Sen ne diyorsun?
2020’ye girerken… Bak, şu çocuk, kocaman bir boşluğa bakıyor, sen ne diyorsun? O boşluğun rengi yok, içi sıcak değil ve çıkacağı bir yer de yok. Sen ne diyorsun? Yoksa o boşluğu görmüyor musun?
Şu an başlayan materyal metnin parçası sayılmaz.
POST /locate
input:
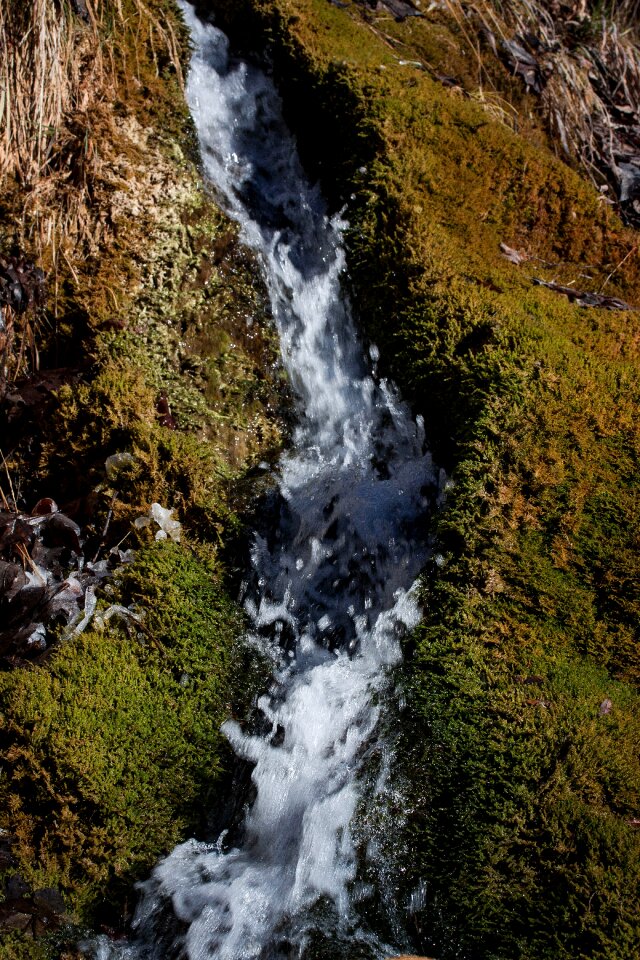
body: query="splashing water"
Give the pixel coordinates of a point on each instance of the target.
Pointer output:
(333, 589)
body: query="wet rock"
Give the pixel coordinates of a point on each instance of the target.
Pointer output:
(59, 530)
(16, 887)
(50, 900)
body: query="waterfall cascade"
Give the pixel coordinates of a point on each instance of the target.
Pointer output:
(332, 586)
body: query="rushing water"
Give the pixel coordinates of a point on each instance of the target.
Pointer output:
(332, 585)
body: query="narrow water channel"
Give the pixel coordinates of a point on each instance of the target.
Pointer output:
(333, 584)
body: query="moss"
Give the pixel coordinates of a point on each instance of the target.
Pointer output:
(521, 796)
(114, 751)
(111, 745)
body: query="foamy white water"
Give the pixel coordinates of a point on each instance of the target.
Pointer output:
(333, 585)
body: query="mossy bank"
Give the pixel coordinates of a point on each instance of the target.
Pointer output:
(522, 734)
(152, 377)
(518, 834)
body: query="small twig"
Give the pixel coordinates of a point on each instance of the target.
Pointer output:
(106, 527)
(615, 270)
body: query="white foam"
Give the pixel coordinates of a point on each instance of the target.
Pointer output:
(338, 578)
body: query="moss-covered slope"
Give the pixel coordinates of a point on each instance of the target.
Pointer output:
(522, 746)
(153, 349)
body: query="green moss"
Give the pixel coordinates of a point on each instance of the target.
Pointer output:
(521, 796)
(114, 750)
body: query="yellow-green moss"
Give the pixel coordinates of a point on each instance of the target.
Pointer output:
(113, 751)
(522, 796)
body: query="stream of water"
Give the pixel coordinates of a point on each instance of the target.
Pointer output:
(333, 584)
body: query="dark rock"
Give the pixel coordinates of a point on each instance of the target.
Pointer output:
(50, 900)
(59, 530)
(44, 507)
(15, 920)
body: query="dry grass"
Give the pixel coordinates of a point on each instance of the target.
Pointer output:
(588, 63)
(61, 75)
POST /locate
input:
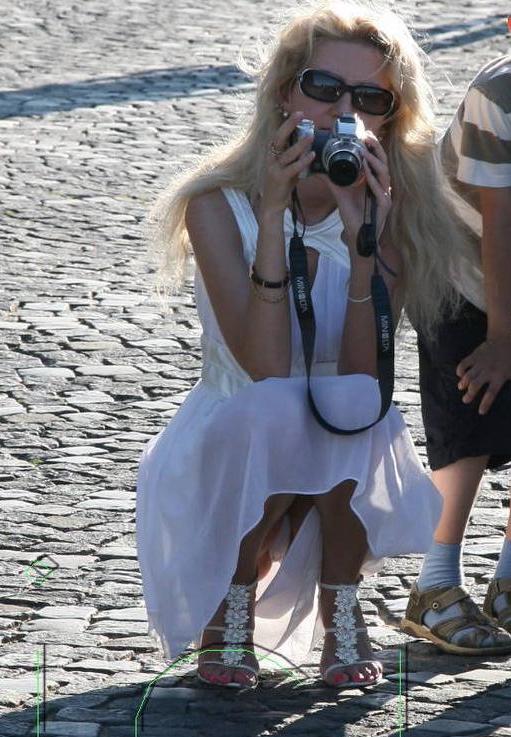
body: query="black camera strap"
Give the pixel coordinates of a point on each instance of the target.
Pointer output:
(367, 246)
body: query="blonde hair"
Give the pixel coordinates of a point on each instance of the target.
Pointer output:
(422, 222)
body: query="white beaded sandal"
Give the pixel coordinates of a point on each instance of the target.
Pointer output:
(348, 636)
(235, 635)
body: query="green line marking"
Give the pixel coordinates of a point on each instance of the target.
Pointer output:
(189, 657)
(38, 696)
(400, 695)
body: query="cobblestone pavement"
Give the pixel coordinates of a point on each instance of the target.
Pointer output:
(99, 102)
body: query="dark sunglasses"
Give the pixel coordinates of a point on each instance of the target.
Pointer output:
(326, 87)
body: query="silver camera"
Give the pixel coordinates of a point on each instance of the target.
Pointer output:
(339, 152)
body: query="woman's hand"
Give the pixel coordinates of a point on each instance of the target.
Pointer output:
(489, 365)
(283, 166)
(351, 200)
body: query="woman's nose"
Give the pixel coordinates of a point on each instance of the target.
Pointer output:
(343, 104)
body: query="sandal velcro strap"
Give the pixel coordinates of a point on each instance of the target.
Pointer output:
(502, 585)
(504, 615)
(498, 586)
(446, 630)
(439, 600)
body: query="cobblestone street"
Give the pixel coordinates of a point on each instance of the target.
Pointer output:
(99, 104)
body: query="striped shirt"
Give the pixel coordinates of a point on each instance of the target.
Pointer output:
(476, 152)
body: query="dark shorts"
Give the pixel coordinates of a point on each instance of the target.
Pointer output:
(455, 430)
Görüyor da kabul mu etmiyorsun? Kim mi o çocuk? Yoksul, çaresiz, yetim, Suriyeli, Kırımlı, Diyarbakırlı, Doğu Türkistanlı, Samsunlu, Afrikalı, Bolivyalı dersem ne değişecek? Boşluğu doldurabilecek mi cevabım? Söz, boşluğu doldurabilir mi? Tecavüz mü etti mesela ona bazı hasis eller. Titrek, soğuk nefesler mi yaklaştı boynuna şehvetle. Orada, bir ağaç fidanı gibi gövdesine çivi çakılan sen olabilir miydin? Aç mı gezdi karnı içine çekilip günlerce? Kayıp mı oldu? Jandarmalar, köpekler, el fenerleri, kurtarma ekipleri bulamadılar mı onu? Ayakları bir çift pabuç, sırtı bir kat elbise görmedi mi? Kimden kopardılar onu bu yaşta?